ROCKVILLE, Md. -- A group of high school students with a passion for science, technology, engineering and math has come out near the top in a worldwide competition in robotics, held this past weekend in St. Louis, Mo.
"We just won second place at the world competition, the international competition between teams all over the world," proclaims Elan Naideck, a sophomore at Richard Montgomery High School, a member of one of the school's two robotic teams.
More than 3,300 student teams took part in the competition in which they built robots that had to meet a double challenge.
"What they have to do is pick up 2-inch plastic cubes and toss them into baskets and then, also during the end of the game, the robot is supposed to pull himself up on a steel bar," says Kate Milka Piszczek, a senior who'll attend MIT. in the fall.
There are seven boys and four girls on the robotic team, which the kids have named "RM-ed and Dangerous," -- RM denoting their school's initials but pronounced - "armed."

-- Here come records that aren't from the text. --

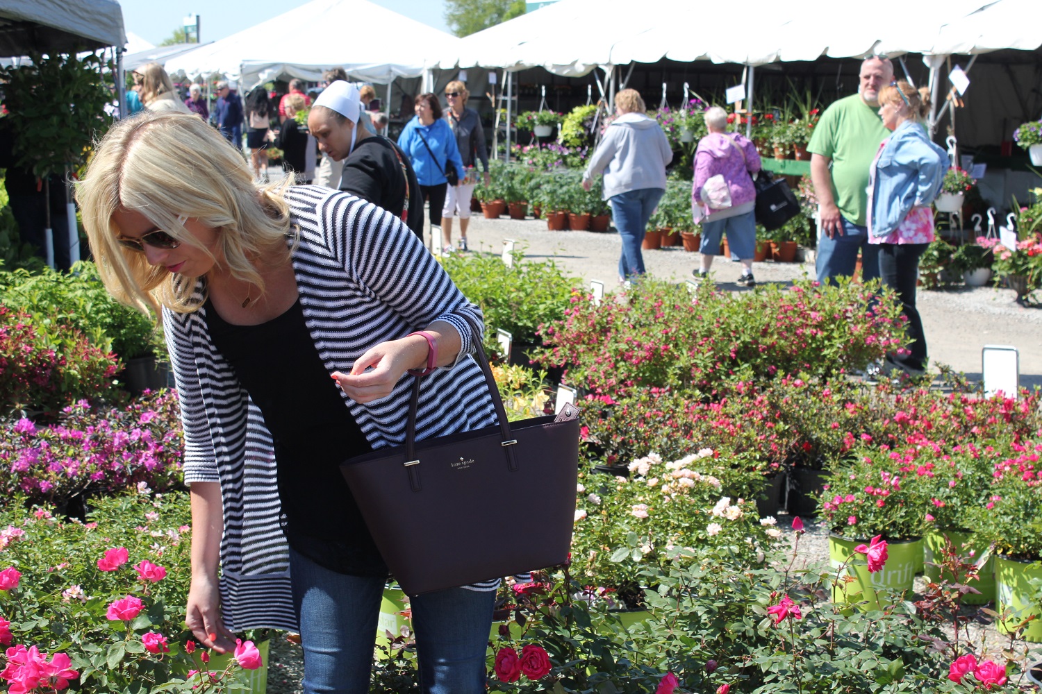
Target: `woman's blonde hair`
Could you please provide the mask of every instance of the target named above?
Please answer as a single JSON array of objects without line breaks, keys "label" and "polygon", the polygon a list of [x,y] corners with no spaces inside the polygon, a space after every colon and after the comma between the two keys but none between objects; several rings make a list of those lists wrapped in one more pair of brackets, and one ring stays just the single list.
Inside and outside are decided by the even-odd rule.
[{"label": "woman's blonde hair", "polygon": [[467,103],[467,99],[470,98],[470,92],[467,91],[467,85],[457,79],[452,80],[445,85],[446,92],[458,92],[460,93],[460,103]]},{"label": "woman's blonde hair", "polygon": [[645,113],[648,107],[644,105],[640,92],[637,89],[623,89],[615,95],[615,105],[623,113]]},{"label": "woman's blonde hair", "polygon": [[929,89],[924,86],[916,89],[904,80],[896,82],[896,86],[888,84],[879,89],[879,103],[888,103],[900,108],[905,105],[904,99],[901,99],[902,94],[904,99],[908,99],[908,107],[912,118],[921,121],[929,114]]},{"label": "woman's blonde hair", "polygon": [[[199,308],[194,280],[121,246],[114,215],[121,209],[142,214],[181,243],[223,257],[232,277],[263,292],[250,260],[286,248],[291,226],[283,194],[291,180],[292,174],[258,188],[242,153],[195,113],[143,112],[114,125],[97,144],[76,200],[109,293],[144,313],[158,314],[160,306],[188,313]],[[216,229],[220,250],[210,253],[183,219]]]},{"label": "woman's blonde hair", "polygon": [[288,94],[286,95],[286,101],[282,102],[282,105],[284,106],[287,111],[292,110],[294,113],[296,113],[297,111],[304,110],[304,106],[307,105],[307,102],[304,101],[304,98],[299,94]]},{"label": "woman's blonde hair", "polygon": [[139,89],[138,96],[141,97],[141,103],[146,106],[164,94],[174,91],[174,83],[170,81],[170,75],[158,62],[149,62],[138,68],[134,72],[141,75],[141,89]]}]

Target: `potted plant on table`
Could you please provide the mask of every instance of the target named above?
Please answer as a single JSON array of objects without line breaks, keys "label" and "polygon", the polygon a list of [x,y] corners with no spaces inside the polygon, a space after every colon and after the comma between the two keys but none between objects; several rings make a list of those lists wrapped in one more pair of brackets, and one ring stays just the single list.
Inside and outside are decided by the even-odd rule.
[{"label": "potted plant on table", "polygon": [[952,166],[944,174],[941,194],[934,201],[938,212],[960,212],[966,191],[976,185],[976,179],[959,166]]},{"label": "potted plant on table", "polygon": [[1021,125],[1013,132],[1013,140],[1027,150],[1033,164],[1042,166],[1042,121]]}]

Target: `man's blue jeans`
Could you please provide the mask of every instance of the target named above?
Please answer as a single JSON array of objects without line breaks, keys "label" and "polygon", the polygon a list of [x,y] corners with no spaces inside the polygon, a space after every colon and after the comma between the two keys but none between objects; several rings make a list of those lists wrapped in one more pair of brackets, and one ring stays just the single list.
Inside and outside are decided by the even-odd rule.
[{"label": "man's blue jeans", "polygon": [[842,235],[829,238],[823,229],[818,234],[818,260],[815,263],[818,282],[836,284],[837,277],[852,277],[858,251],[861,251],[862,281],[879,279],[879,247],[868,242],[868,229],[845,216],[841,219]]},{"label": "man's blue jeans", "polygon": [[635,275],[644,274],[641,242],[644,240],[644,230],[647,229],[651,212],[662,200],[664,192],[666,191],[663,188],[641,188],[609,198],[612,219],[622,238],[622,255],[619,257],[620,279],[628,280]]},{"label": "man's blue jeans", "polygon": [[[381,577],[349,576],[290,550],[305,694],[368,694]],[[451,588],[410,598],[424,694],[483,694],[495,591]]]}]

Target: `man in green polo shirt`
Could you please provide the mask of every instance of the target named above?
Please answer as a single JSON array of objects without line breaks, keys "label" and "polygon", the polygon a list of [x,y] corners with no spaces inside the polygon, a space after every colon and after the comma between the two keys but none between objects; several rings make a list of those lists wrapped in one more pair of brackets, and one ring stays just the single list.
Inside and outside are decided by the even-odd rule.
[{"label": "man in green polo shirt", "polygon": [[825,109],[807,147],[820,215],[816,263],[819,282],[835,284],[836,277],[852,276],[859,251],[862,279],[879,277],[878,246],[868,242],[865,226],[868,171],[879,144],[890,136],[876,111],[879,89],[893,78],[890,60],[866,58],[861,63],[858,94]]}]

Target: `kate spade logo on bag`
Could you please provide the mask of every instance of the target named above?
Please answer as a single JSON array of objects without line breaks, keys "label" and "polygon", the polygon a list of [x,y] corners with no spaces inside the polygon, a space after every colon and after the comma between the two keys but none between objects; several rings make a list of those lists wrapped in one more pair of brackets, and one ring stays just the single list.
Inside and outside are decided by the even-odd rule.
[{"label": "kate spade logo on bag", "polygon": [[450,465],[452,465],[453,470],[466,470],[473,464],[474,464],[473,458],[461,458],[457,462],[450,463]]}]

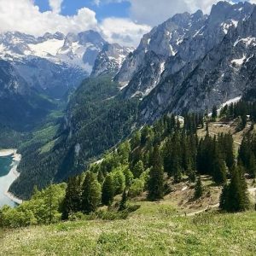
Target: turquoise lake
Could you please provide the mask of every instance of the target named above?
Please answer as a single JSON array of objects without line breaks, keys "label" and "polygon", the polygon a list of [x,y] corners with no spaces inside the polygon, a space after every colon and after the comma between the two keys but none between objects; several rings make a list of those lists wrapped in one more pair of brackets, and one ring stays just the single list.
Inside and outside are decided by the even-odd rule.
[{"label": "turquoise lake", "polygon": [[12,155],[0,157],[0,207],[4,205],[16,206],[16,203],[5,195],[5,192],[15,180],[15,175],[10,172],[12,163]]}]

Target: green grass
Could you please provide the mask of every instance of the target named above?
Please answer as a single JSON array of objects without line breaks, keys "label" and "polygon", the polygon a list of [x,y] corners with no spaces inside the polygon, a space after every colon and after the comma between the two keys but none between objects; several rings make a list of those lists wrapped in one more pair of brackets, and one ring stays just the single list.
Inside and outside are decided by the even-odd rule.
[{"label": "green grass", "polygon": [[142,202],[125,220],[2,231],[0,255],[255,255],[255,212],[176,214],[170,205]]}]

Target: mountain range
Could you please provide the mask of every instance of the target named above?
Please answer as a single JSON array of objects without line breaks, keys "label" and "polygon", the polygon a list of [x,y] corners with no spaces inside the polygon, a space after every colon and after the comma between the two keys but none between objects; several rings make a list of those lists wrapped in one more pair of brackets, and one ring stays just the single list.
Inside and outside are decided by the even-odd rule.
[{"label": "mountain range", "polygon": [[0,36],[1,61],[8,67],[0,88],[9,96],[44,93],[55,103],[78,87],[67,97],[55,133],[22,147],[12,192],[26,198],[32,183],[42,188],[83,172],[136,127],[162,115],[205,113],[241,96],[253,100],[255,53],[256,8],[247,2],[219,2],[209,15],[176,15],[144,35],[136,49],[108,44],[92,31]]}]

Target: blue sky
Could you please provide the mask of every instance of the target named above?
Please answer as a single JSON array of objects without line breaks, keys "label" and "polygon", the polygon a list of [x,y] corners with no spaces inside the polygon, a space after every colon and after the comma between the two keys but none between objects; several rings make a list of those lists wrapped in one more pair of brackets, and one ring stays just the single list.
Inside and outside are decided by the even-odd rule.
[{"label": "blue sky", "polygon": [[[138,0],[139,1],[139,0]],[[41,11],[50,10],[47,0],[35,0],[35,3],[39,6]],[[93,0],[64,0],[62,3],[61,15],[74,15],[78,9],[87,7],[96,12],[98,20],[102,20],[108,17],[129,17],[129,1],[117,3],[102,3],[97,5]]]},{"label": "blue sky", "polygon": [[[230,2],[231,0],[229,0]],[[238,2],[237,0],[234,0]],[[177,13],[210,12],[218,0],[0,0],[0,32],[99,32],[110,43],[137,46],[143,34]],[[250,0],[256,3],[256,0]]]}]

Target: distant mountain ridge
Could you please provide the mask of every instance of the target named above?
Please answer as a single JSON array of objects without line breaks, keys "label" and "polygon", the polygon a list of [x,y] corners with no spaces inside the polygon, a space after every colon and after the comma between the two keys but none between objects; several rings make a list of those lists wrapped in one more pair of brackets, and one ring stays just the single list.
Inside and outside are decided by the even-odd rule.
[{"label": "distant mountain ridge", "polygon": [[[247,59],[255,52],[255,28],[246,28],[254,24],[253,9],[255,5],[247,2],[219,2],[208,15],[200,10],[176,15],[143,36],[114,78],[124,98],[140,99],[143,122],[169,112],[204,112],[242,95],[249,85],[239,74],[247,76],[253,70],[251,65],[251,72],[244,73],[241,61],[243,54]],[[238,40],[236,45],[234,40]],[[226,41],[232,41],[233,49],[224,49]],[[226,67],[218,66],[224,59]],[[243,85],[236,80],[242,80]]]},{"label": "distant mountain ridge", "polygon": [[[109,44],[92,30],[67,35],[47,32],[38,38],[6,32],[0,34],[0,59],[9,61],[29,86],[60,98],[90,76],[99,54],[110,45],[119,67],[127,48]],[[109,50],[108,57],[114,59]]]}]

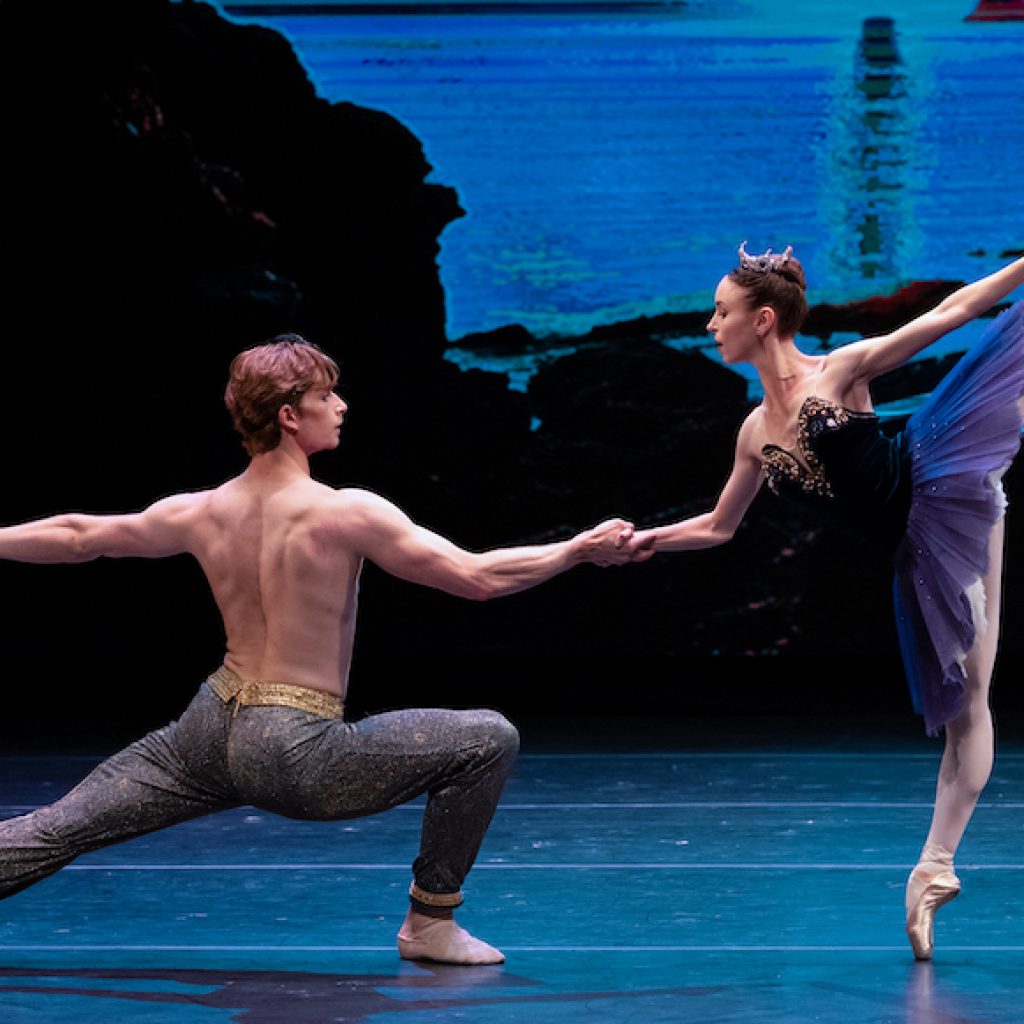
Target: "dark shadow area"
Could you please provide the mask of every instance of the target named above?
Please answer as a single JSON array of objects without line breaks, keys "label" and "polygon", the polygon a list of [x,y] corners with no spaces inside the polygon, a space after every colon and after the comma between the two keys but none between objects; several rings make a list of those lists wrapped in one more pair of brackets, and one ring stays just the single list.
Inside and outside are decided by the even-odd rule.
[{"label": "dark shadow area", "polygon": [[[3,992],[25,992],[36,995],[79,995],[103,999],[123,999],[126,1004],[165,1004],[210,1007],[230,1011],[230,1019],[240,1024],[357,1024],[377,1014],[417,1014],[451,1011],[454,1015],[500,1013],[503,1007],[521,1008],[530,1005],[564,1004],[567,1012],[573,1006],[600,999],[634,999],[650,996],[688,998],[722,991],[721,986],[680,985],[671,988],[624,989],[623,991],[568,991],[558,993],[523,992],[509,995],[512,988],[529,988],[543,982],[510,975],[500,969],[423,967],[415,974],[396,972],[376,974],[314,974],[301,971],[216,971],[100,968],[47,969],[0,968],[0,978],[26,979],[26,983],[7,982]],[[30,979],[39,979],[32,983]],[[44,981],[45,979],[45,981]],[[50,982],[47,984],[46,982]],[[154,991],[131,991],[116,986],[103,987],[104,982],[152,981]],[[78,984],[76,984],[76,982]],[[91,984],[90,984],[91,983]],[[209,988],[211,991],[160,991],[170,984]],[[425,993],[418,998],[395,998],[383,988],[416,990]],[[431,989],[444,989],[444,995],[431,997]],[[481,990],[498,988],[490,997]],[[464,989],[452,994],[452,989]]]}]

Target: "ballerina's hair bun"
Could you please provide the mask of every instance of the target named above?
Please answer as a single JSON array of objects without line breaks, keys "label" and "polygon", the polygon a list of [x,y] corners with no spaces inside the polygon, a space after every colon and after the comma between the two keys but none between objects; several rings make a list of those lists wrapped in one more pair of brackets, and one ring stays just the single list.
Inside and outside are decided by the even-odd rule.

Besides their inventiveness, the kids -- smart enough to build a world-class robot -- seem to embody high intelligence and playfulness. Their black and yellow team jerseys display a warning symbol. One female team member's black skirt is trimmed in yellow lettering that spells "caution." Team members are great advocates of study in science, technology, engineering and math.
"If the rate of technological growth we've seen in the last 20 years could be sustained, I think we could see some amazing things but that's only going to be sustained if we have more engineers, more scientists," says Sasha Maldonada, a senior who'll attend Stanford University in the fall.
The robotics team doesn't get anywhere near the backing or financial support that high school sports teams receive.
The students conducted fundraising to support their work and built their robot at the Rockville Public Library.
"We work tireless hours at the library. We sit there till eight cursing at robots," says Naideck.
Looking back at their year of hard work, the kids are understandably proud of their achievement.
"It's really cool to be able to start out with a pile of metal parts and now we've made something that's successful," says Milka Piszczek.
The robotics team is also paving the way for future students. While the county council must still approve, they've helped persuade the Montgomery County Board of Education to provide $40,000 in funding next year for extra-curricular activities in science, technology, engineering and math.